② CD44およびc-Metの発現増強が認められたHSC-3細胞とSAS細胞を用い、in vitroの系で研究を行う。c-Met、CD44に対する蛍光抗体を用いて口腔癌細胞株からフローサイトメトリーにてc-Met陽性細胞、CD44陽性細胞、c-Met・CD44両陽性細胞それぞれを純化して単一細胞として分離抽出し、継代培養にて増やし、それぞれに対して前実験で得たピセアタンノール (PIC)の指摘濃度・時間を直接作用させた際のc-Met、CD44、SREBP1およびNF-kBの活性動態をmRNAおよびタンパク質レベルで解析し、さらに細胞死の検索を行う。

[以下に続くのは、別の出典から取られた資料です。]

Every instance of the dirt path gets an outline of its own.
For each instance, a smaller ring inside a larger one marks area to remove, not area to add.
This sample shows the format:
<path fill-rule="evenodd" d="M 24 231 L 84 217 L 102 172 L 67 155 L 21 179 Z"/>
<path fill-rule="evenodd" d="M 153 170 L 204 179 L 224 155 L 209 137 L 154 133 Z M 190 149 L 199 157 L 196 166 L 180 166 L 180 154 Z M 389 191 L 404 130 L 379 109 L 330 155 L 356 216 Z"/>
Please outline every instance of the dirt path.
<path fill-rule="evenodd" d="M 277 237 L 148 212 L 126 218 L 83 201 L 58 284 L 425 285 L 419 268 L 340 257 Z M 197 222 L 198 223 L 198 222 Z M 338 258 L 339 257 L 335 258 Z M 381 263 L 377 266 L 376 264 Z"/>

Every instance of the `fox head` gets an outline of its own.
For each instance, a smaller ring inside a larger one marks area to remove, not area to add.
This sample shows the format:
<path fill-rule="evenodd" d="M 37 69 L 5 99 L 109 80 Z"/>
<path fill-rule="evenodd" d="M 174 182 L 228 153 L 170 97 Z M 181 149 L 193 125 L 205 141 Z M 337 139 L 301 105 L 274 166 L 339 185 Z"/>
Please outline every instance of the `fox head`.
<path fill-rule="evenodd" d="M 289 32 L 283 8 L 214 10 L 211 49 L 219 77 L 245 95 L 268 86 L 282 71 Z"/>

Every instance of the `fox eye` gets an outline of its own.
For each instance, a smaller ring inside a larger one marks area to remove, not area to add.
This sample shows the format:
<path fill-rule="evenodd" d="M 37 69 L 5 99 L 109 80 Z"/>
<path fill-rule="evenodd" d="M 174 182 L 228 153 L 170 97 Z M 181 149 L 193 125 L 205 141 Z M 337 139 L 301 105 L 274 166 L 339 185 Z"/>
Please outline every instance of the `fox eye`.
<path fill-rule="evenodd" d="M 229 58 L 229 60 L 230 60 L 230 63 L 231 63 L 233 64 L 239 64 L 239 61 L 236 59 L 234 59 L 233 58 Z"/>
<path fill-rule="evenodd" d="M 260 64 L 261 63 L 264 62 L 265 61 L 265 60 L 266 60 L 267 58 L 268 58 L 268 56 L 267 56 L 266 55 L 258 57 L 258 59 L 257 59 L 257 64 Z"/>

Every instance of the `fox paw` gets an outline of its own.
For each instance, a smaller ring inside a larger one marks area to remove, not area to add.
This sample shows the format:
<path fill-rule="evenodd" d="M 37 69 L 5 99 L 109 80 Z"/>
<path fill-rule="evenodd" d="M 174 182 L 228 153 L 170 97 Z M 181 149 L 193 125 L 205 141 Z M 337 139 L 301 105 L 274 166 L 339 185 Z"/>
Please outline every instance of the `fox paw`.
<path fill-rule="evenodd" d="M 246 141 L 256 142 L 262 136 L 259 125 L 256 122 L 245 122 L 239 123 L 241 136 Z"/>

③ 上記で得られた、癌幹細胞マーカーを発現する単一細胞株を用いて継代培養を行い、ヌードマウスの背部皮下に播種し腫瘍形成して組織サンプルを採取して、CD44、c-Met、p53、SREBP1、E-FABP、NF-kBおよびFASの発現強度および局在を確認すると同時に、形成した腫瘍に対しPICを作用させた際の腫瘍縮小効果および正常組織への副作用の有無について検討する。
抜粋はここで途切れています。